The condo unit owner is typically responsible for the following:
- The purchase
- Fees including HOA’s (home owner’s association fees will typically include security features and upkeep to the outside of the building, such as weatherproofing a unit along the oceanic coast)
The rental agency is generally responsible for the following:
- Daily hotel amenities including maintenance and housekeeping
- Marketing expenses
- The cost of running a customer service desk in the lobby of the condotel building
- Bookkeeping, operational, and administrative expenses
Other expenses are negotiable, including furnishing the unit and major repairs. It is common for a reserve to be kept between both parties to cover significant expenses that arise.
The revenue generated by the rental unit is usually split 50/50 between owner and agency, though this is negotiable depending on various factors surrounding the agreement. Typically, the more favorable the split, the more financial responsibility you have toward upkeep.
What Is a Condotel Investment?
When considering an investment in a condotel, you’re pursuing the opportunity to make money over time through the short-term rental of your unit.
Does a condotel make a good investment? The consensus is that they are more of a lifestyle investment. They should be viewed as a vacation home or second home due to the fluctuating real estate and vacation market. If the economy takes a downturn, a condotel might suffer in bookings and revenue. Also, consider costs like association fees when looking at this as an investment.
How Much Rental Income Can Be Made?
Developers and rental brands will not always guarantee owners their units will be rented out when not in use. If they do make a guarantee it is for a short period of time such as two to five years. There is one condo-hotel in the UK that guarantees a 10% return for 15 years.
However, several factors can increase the likelihood of making rental income off your unit.

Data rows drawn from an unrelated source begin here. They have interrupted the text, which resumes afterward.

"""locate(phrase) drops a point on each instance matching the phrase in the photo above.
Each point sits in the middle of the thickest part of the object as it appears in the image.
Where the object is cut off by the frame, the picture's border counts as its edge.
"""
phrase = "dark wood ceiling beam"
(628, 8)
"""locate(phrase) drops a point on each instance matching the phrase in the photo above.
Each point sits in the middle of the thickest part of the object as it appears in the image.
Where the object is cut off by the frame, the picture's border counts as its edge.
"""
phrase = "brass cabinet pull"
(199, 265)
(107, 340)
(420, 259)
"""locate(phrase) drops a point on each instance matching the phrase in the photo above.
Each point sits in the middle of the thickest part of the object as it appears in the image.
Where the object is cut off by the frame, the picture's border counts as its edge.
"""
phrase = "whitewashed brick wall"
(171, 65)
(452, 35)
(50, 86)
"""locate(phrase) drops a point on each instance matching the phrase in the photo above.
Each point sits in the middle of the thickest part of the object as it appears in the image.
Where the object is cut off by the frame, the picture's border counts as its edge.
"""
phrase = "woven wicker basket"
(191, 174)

- Desirable travel destination
- Solid amenities package
- Good management of the unit
- Revenue split agreement
- Competition in the area
Recent revenue reports for condotel units in Hawaii showed an annual net cash flow of roughly $10,000 for a studio, and close to $30,000 for a 1-bedroom. However, other units experienced a negative cash flow. Purchasing a condotel with a branded company like the Four Seasons rather than an unknown rental company can help to increase occupancy.
Making revenue by renting out the unit is typically considered a bonus to owning a second home. Bonuses are a good thing…grab bonus points by applying for one of the best travel credit cards (Marriott Credit Card by Chase), transfer to airline mileage and book a trip!
What Is a Condotel Loan?
As the popularity of the condotel has skyrocketed, they’ve become increasingly accepted. It is easier than ever to secure financing for these units, and they function as any other vacation home—though usually with added amenities.
These loan options are fashioned to work with the slightly higher risk associated with condotels. This means they carry higher interest rates and down payment requirements than your average mortgage. However, they are often flexible and work with fixed or adjustable rates, and foreign buyers are welcome.
Condotels are a fast-growing vacation home market, and most units sell out before the construction of the building is even completed. These units tend to start off at their best price and availability in the pre-construction phase and the price increases quickly as they near the sellout point. Unit prices can range anywhere along the financial spectrum depending on location and amenities offered.
Condotels are an excellent solution for people who want to own a condo in a resort area but don’t want to leave the unit vacant when they aren’t using it. They are also an excellent solution for owners who don’t want to deal with the hassle of renting the unit themselves.
But do your homework and consider using a broker who specializes in condotels before buying one. A broker can make the difference between making an investment that is problematic and one that you can enjoy, generate rental revenue from and sell for a profit.